Young adult comics are often overlooked by mainstream readers. Perhaps it’s because, after so long insisting comics are also for adults, it’s easy to forget what we meant is that comics are for everyone. In The Stand, Stephen King reminds us that, “Country don’t mean dumb”, and sometimes it’s good to be reminded the same is true of YA.
Brendan Fletcher‘s run on Batgirl is contemporary, sassy and highly acclaimed. Alongside Becky Cloonan he is co-writing Gotham Academy, which is classic, slow-paced and equally as deserving of your attention.
Gotham Academy is a mystery and, like any good mystery. it knows the power of a narrative that’s slow burning. The threads of the mystery extend beyond the school and touch all aspects of Batman mythology. Bruce Wayne is a patron of the school; history class covers the founding of Gotham and the Cobblepot family; the bat signal shines above the school at night. The web of intrigue spreads across the city, but its center is the Academy and student Olive Silverlock. Events of the previous summer have left Olive psychologically scarred and with her mother a patient (or possibly inmate) at Arkham, Her position is not dissimilar to that of the young Bruce Wayne. Batman is even connected to her trauma, with Olive possibly collateral damage in his vigilante war. As Olive tries to rebuild her life on returning to school, she finds herself surrounded by converging mysteries.
There is a secret society that hides behind bat masks, the North Hall of the school is forbidden to students, some kind of ghostly presence that haunts it and the diary of the late Millie Jane Cobblepot could tie everything together. The first four issues carefully put these pieces into place, some of which Olive uncovers and some, reminding her of trauma, she’s reluctant to confront.
A good mystery is a trap for the reader as much as for the detective, and Cloonan & Fletcher have been setting this one expertly. The threads overlap but don’t interconnect clearly; we don’t know if Olive is at the center of the web or has just stumbled into it.
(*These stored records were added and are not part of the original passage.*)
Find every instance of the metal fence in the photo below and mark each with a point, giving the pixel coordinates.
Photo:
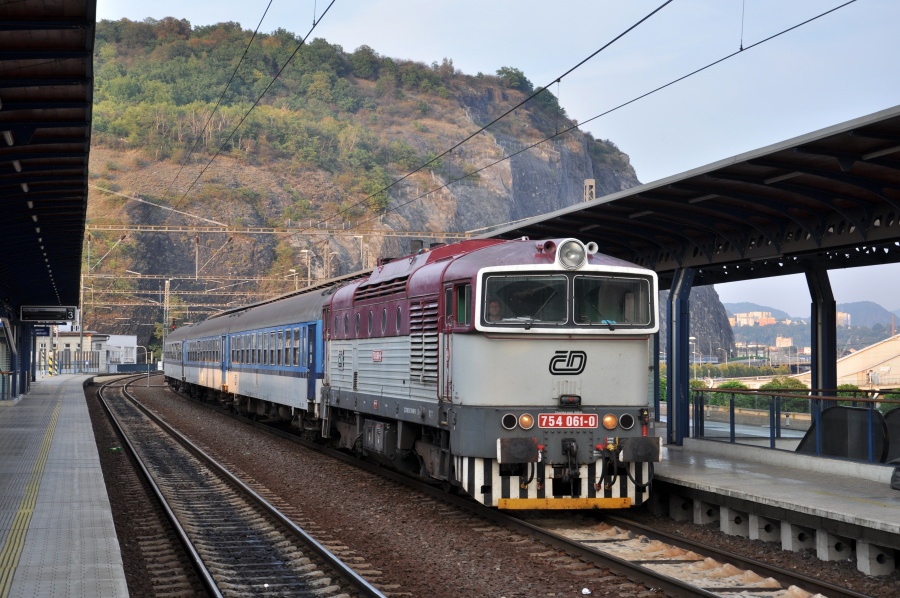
(801, 421)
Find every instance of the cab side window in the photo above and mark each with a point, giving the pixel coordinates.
(463, 304)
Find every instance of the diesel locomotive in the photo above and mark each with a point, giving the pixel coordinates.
(520, 372)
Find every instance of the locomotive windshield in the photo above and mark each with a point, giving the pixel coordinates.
(524, 299)
(558, 300)
(610, 300)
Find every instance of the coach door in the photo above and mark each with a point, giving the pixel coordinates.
(309, 334)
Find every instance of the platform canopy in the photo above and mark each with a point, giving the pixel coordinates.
(46, 92)
(828, 199)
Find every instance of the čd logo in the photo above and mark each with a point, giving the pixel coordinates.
(568, 363)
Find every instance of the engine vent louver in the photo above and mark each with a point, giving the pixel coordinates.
(423, 342)
(396, 286)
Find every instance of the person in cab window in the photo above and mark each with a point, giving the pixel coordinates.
(495, 311)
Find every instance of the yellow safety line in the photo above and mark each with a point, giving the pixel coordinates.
(862, 500)
(15, 540)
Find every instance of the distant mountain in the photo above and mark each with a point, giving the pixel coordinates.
(865, 313)
(862, 313)
(745, 307)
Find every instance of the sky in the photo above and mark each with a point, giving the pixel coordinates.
(829, 71)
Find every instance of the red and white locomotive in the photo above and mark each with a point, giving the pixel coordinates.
(518, 371)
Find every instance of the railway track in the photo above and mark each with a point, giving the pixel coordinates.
(239, 543)
(720, 572)
(671, 564)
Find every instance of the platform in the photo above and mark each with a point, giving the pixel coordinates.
(841, 509)
(57, 536)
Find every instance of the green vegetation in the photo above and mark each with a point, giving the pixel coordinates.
(158, 83)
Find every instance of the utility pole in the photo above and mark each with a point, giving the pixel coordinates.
(166, 312)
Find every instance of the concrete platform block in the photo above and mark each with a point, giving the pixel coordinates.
(767, 530)
(680, 508)
(872, 559)
(658, 505)
(705, 513)
(796, 537)
(734, 523)
(832, 548)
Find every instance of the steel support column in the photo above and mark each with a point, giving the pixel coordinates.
(678, 354)
(823, 330)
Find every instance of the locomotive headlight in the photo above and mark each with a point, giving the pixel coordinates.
(572, 254)
(508, 421)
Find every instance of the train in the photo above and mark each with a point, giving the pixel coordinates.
(520, 372)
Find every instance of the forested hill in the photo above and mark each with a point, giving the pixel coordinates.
(332, 130)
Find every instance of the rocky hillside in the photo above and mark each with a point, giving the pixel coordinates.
(320, 150)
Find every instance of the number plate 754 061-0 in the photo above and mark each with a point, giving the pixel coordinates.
(567, 420)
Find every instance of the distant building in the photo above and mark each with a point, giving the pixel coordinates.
(67, 351)
(783, 342)
(752, 318)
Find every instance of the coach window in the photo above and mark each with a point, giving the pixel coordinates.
(279, 346)
(303, 350)
(288, 346)
(448, 304)
(464, 304)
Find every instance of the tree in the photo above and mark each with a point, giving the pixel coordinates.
(514, 79)
(365, 63)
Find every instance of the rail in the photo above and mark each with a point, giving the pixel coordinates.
(789, 419)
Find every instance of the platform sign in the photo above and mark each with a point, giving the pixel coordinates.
(47, 314)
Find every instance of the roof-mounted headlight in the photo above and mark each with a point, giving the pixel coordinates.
(572, 254)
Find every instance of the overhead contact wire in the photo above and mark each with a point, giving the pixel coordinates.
(256, 103)
(607, 112)
(218, 102)
(502, 116)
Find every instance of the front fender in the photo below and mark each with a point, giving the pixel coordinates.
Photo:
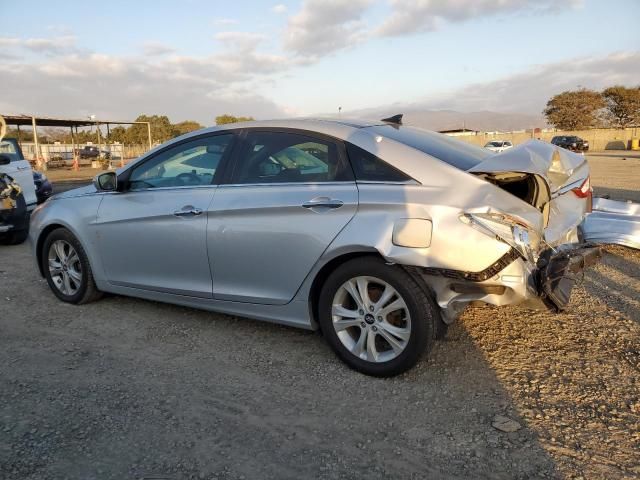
(76, 214)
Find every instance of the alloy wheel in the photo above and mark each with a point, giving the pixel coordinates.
(65, 267)
(371, 319)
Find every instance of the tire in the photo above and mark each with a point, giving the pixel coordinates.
(79, 276)
(379, 353)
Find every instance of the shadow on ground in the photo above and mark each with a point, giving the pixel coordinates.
(125, 388)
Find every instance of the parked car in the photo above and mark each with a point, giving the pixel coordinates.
(376, 233)
(92, 152)
(498, 145)
(17, 192)
(573, 143)
(44, 189)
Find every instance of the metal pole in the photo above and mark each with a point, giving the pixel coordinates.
(37, 145)
(99, 139)
(73, 145)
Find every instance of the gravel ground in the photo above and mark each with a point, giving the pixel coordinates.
(125, 388)
(616, 174)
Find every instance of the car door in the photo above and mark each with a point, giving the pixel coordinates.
(19, 169)
(288, 197)
(152, 235)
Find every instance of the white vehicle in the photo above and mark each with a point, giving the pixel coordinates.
(498, 146)
(14, 214)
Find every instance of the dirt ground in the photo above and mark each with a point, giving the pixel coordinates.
(125, 388)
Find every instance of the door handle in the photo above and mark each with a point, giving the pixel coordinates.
(323, 202)
(188, 211)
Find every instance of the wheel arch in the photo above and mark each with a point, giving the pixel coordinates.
(324, 272)
(40, 242)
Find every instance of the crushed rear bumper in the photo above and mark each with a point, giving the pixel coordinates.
(559, 272)
(546, 285)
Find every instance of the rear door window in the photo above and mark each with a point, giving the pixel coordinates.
(369, 167)
(283, 157)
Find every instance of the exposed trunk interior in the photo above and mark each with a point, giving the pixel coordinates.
(528, 187)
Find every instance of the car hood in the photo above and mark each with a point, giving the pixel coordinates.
(556, 165)
(76, 192)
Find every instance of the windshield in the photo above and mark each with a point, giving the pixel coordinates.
(454, 152)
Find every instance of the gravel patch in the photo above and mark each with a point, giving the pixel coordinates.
(125, 388)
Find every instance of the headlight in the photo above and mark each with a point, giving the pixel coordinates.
(507, 229)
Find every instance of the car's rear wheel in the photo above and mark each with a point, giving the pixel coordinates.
(376, 317)
(66, 268)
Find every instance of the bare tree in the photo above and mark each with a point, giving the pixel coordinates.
(623, 105)
(574, 110)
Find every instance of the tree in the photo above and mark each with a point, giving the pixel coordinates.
(186, 127)
(161, 130)
(118, 134)
(226, 118)
(623, 105)
(574, 110)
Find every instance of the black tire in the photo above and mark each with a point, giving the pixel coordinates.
(419, 303)
(87, 291)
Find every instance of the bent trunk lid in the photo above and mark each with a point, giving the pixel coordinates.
(557, 171)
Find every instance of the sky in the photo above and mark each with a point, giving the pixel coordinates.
(193, 59)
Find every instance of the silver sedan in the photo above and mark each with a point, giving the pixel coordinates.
(375, 233)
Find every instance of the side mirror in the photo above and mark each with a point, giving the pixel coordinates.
(106, 182)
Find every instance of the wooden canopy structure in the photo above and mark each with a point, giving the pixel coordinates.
(35, 121)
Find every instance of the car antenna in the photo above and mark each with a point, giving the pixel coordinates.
(396, 119)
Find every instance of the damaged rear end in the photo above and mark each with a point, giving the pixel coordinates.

If you haven’t picked this up yet, issue 4 is out tomorrow and you can piece together the strands for yourself. If you prefer your mystery without the suspense of monthly installments, then the trade paperback (available for pre-order) is due in June.
Comparisons of the title to Hogwarts not uncommon; some have used this in a dismissive tone to show they consider it too childish for them, but it should be considered favorable. This is world building on the scale that few mediums are capable of. The existing mythos of Batman and Gotham is being extended and adapted for a new audience without the need for a reboot, alternate universe or any of the other techniques comic books traditionally use. The boarding school setting allows for a self-contained world that the outside insanity of Gotham can slowly bleed into. If you want to compare it to Hogwarts, think of it as The Dark Knight meets the Dark Mark, or as putting the Joker in J.K. Rowling.
Young Adult titles aren’t often gifted with artwork as gorgeous as that by Karl Kershl (which alone makes it worth opening an issue) and Gotham Academy has perhaps been overlooked as people reach for the more serious tone of other DC titles. But just because comics can be appreciated as art for adults doesn’t mean they can’t also be wonderfully told, beautifully drawn mysteries for everyone, and that’s exactly what we get with Gotham Academy.